I am coding a simple parser in C as an assignment, and I’m trying to reuse as much code as I can from the previous one. I had the following snippets:
Tokens:
typedef struct token {
const char *lexeme; //the actual string value of the token
Category category; //the category of the token
} Token;
Token create_token(const char *lexeme, Category cat) {
Token token = {.lexeme = lexeme, .category = cat};
return token;
}
Automatas:
typedef struct automata {
//does not directly store token but is easy to retrieve
Category token_type; //which type of token is the automata supposed to scan
char *scanned; //char buffer to store read characters from a string. Not realloced because it's been given reasonable capacity
int lexeme_capacity; //capacity of scanned buffer. Dynamic change is not implemented, all tokens should be at most this length
...
} Automata;
Automata create_automata(int num_states, char *accepted_chars,
int num_accepted_states, const int *accepted_states,
Category token_type) {
...
//create and return an automata
Automata automata = {
.token_type = token_type,
//TODO malloc returns an allocated pointer so it is not null but it must take into account possible overflows
.scanned = malloc(DEFAULT_LEXEME_LENGTH * sizeof(char)),
.lexeme_capacity = DEFAULT_LEXEME_LENGTH,
...
};
return automata;
}
Token get_token(Automata *automata) {
// if automata is not in accepting state, it did not recognize the lexeme
Category category = accept(automata) ? automata->token_type : CAT_NONRECOGNIZED;
// easy to understand if written like this
Token value = {
.lexeme = automata->scanned,
.category = category,
};
return value;
}
From what I understand, any token I create using the get_token function is going to contain a char *to heap memory. This worked fine for my previous assignment.

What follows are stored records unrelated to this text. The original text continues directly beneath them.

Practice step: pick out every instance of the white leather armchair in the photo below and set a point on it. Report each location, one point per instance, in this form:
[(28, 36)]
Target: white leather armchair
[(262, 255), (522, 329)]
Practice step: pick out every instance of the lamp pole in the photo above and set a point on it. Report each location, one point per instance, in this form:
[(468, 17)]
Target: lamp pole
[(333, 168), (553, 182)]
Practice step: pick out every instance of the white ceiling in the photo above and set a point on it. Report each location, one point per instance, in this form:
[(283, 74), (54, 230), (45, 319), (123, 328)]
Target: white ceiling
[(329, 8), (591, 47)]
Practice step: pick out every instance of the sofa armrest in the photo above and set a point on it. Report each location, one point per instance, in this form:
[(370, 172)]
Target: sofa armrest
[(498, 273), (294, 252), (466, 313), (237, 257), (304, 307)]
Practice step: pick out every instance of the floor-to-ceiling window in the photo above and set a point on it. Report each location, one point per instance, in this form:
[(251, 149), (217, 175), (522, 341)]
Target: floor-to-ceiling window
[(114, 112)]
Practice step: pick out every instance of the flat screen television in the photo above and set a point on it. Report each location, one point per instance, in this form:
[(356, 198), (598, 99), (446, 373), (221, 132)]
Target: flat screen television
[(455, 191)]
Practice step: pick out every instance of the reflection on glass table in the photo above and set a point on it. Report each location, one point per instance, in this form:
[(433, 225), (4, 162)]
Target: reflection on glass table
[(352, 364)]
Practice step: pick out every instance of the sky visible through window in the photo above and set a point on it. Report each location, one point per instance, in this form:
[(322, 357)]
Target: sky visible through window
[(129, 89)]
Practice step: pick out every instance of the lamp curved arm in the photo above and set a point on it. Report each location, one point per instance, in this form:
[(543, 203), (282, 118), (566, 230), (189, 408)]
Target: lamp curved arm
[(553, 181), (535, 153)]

As part of the current assignment, I want to be able to read tokens from a file. Since I can’t just have a token contain a pointer to data on a file, I’ve created the following functions to directly create a token from stack memory:
Token allocate_token(const char *lexeme, size_t lexeme_len, Category cat) {
//allocate and copy into heap memory the contents of the lexeme string
char *heap_allocated = calloc(lexeme_len + 1, sizeof(char));
memcpy(heap_allocated, lexeme, lexeme_len * sizeof(char));
//create and return a token
return create_token(heap_allocated, cat);
}
void free_token(Token *token) {
free(&token->lexeme);
}
However, CLion warns that the free_token function is "attempting to call free on non-heap object ‘lexeme’". I can’t see how lexeme would not be a heap allocated pointer.
I want to know if I’m missing or not understanding something or if I can just ignore this warning.
>Solution :
If you are calling free(token->lexeme) the compiler should complain that you are calling free with a const qualified pointer, which is incorrect as free expects a char * argument.
Ensuring you call free with a pointer to allocated memory is your responsibility, but storing that to a const char * makes it harder to track the object lifetime and to differentiate between pointers to heap objects and pointers to constant data such as string literals.